Greek expulsion from the euro would demolish EMU’s contagion firewall

Sunday, January 4, 2015
By Paul Martin

Should EMU leaders choose to cut off liquidity support for the Greek banking system they might find that their contagion defences are a fiction

By Ambrose Evans-Pritchard
TelegraphUK
31 Dec 2014

We know from memoirs and a torrent of leaks that Europe’s creditor bloc came frighteningly close to ejecting Greece from the euro in early 2012, and would have done so with relish.

Former US Treasury Secretary Tim Geithner has described the mood at a G7 conclave in Canada in February of that year all too vividly. “The Europeans came into that meeting basically saying: ‘We’re going to teach the Greeks a lesson. They are really terrible. They lied to us, and we’re going to crush them,’” he said.

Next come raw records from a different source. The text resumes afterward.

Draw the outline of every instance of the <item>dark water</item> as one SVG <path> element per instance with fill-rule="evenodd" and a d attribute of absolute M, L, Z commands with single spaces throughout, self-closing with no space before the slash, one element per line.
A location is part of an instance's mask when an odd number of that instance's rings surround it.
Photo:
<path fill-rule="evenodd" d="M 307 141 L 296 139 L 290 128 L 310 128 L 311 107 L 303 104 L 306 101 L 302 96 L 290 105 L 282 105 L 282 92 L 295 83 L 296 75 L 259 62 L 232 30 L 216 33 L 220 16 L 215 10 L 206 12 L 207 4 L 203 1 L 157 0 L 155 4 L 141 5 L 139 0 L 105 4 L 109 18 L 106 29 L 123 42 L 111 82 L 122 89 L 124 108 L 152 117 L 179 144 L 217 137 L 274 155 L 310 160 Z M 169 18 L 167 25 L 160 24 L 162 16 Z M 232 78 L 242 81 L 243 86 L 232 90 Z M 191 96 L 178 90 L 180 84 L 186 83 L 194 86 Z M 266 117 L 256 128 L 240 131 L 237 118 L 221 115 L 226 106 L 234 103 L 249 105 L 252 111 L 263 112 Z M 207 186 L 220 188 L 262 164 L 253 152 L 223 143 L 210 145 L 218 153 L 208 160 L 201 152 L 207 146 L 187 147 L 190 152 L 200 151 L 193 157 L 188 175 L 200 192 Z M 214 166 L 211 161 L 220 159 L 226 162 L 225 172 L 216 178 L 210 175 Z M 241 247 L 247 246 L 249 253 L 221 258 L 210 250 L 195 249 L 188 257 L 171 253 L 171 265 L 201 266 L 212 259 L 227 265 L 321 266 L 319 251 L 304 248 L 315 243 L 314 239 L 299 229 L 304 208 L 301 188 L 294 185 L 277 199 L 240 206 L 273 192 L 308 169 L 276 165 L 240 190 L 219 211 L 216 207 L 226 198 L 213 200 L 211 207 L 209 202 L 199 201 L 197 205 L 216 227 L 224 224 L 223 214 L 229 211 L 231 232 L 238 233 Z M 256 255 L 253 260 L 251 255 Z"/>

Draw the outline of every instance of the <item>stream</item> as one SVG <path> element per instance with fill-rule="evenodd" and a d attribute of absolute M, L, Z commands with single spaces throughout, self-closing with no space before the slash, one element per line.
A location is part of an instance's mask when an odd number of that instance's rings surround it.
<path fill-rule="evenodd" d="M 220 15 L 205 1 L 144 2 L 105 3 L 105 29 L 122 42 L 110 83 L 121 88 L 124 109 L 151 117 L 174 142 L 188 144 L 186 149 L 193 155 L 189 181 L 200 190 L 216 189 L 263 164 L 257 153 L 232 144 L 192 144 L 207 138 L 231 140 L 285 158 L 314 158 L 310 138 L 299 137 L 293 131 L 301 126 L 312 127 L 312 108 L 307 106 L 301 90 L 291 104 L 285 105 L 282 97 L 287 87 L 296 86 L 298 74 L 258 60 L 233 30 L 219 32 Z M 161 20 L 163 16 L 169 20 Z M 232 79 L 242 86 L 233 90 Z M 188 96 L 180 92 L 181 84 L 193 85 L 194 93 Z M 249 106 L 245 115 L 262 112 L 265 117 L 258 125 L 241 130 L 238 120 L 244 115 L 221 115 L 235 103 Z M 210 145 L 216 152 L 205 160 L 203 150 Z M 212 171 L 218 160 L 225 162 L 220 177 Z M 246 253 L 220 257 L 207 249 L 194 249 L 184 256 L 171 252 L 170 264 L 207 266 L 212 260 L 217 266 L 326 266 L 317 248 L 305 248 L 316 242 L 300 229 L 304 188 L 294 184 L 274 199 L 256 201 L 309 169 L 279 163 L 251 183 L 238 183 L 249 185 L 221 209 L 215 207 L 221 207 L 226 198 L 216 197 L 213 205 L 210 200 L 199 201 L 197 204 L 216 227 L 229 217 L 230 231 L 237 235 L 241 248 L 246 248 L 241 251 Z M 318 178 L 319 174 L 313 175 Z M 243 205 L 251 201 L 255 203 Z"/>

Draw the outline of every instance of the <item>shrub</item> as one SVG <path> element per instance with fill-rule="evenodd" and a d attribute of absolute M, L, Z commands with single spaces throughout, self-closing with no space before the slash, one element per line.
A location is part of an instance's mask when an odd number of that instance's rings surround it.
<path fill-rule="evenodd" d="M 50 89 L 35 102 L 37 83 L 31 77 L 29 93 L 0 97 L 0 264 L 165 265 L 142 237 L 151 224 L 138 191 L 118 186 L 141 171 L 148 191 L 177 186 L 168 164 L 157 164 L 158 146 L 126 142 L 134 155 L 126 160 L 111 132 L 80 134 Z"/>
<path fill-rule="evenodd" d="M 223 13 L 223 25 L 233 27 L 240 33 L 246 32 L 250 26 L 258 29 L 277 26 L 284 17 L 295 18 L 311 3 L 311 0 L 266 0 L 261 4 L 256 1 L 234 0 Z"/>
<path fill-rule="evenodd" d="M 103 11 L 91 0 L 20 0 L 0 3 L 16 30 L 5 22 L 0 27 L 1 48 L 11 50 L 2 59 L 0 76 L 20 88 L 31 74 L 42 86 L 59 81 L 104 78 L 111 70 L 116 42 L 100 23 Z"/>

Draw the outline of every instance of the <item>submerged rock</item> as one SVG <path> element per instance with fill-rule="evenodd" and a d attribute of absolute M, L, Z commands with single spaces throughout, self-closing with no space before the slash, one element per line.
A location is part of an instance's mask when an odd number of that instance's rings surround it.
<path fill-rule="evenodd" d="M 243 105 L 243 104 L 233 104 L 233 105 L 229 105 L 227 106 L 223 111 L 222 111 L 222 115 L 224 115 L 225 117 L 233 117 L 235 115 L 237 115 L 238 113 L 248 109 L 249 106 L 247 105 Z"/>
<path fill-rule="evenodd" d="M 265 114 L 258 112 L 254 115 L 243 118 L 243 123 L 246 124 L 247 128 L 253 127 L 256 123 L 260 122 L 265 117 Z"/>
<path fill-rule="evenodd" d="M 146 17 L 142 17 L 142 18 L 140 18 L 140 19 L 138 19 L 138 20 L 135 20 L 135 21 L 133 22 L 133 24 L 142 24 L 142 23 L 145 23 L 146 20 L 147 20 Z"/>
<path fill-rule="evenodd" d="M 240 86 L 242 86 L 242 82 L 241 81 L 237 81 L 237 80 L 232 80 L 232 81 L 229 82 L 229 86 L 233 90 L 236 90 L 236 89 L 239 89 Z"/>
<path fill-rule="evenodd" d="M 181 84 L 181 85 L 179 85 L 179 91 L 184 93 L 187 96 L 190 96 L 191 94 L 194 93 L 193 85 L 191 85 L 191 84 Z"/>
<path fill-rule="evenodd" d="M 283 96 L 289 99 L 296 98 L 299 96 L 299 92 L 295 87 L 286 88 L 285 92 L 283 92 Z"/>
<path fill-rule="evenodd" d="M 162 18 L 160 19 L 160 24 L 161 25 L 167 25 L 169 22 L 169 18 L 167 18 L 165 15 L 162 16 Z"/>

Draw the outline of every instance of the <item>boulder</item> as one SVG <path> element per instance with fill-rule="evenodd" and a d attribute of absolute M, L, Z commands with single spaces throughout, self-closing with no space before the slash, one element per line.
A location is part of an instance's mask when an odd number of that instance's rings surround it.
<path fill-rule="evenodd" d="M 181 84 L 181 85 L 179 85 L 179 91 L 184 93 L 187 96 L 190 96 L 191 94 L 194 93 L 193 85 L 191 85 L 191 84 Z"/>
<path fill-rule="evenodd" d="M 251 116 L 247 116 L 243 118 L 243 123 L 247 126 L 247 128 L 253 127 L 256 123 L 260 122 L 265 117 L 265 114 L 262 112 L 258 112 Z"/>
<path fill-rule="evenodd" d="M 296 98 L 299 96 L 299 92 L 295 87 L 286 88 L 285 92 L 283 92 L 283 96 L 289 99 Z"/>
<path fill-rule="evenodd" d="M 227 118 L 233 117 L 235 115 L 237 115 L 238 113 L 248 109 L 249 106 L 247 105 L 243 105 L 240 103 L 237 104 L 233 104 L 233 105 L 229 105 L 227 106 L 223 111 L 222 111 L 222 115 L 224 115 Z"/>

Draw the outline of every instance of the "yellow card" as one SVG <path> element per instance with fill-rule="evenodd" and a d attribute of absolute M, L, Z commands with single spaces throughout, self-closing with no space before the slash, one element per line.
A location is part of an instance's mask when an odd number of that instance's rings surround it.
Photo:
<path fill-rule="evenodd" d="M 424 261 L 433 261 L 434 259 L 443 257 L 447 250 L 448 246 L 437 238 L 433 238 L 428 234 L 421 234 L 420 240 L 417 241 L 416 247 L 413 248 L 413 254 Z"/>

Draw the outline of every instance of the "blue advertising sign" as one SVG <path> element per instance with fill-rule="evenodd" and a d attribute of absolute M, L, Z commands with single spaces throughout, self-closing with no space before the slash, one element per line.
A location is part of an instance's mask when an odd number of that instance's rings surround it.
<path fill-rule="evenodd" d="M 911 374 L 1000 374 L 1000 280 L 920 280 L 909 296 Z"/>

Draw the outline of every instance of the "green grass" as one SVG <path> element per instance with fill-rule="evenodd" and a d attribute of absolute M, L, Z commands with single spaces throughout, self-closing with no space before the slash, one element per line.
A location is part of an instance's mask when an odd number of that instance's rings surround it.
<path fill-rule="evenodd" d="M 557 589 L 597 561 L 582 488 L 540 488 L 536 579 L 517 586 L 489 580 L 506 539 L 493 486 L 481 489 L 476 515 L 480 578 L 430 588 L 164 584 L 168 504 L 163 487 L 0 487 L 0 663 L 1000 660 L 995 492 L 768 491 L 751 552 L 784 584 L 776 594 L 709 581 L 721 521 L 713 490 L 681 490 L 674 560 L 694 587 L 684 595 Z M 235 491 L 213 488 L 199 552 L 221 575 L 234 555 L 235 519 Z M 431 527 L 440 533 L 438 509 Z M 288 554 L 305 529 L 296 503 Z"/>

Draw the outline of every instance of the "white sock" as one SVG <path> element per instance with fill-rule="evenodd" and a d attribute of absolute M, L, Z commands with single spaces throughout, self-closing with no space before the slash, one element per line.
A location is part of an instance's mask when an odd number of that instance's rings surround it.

“I just made very clear right then: if you want to be tough on them, that’s fine, but you have to make sure that you’re not going to allow the crisis to spread beyond Greece.”

German chancellor Angela Merkel did later retreat but only once it was clear from stress in the bond markets that Italy and Spain would be swept away in the ensuing panic, setting off an EMU-wide systemic crisis.

The prevailing view in Berlin and even Brussels is that no such risk exists today: Europe has since created a ring of firewalls; debtor states have been knocked into shape by their EMU drill sergeants.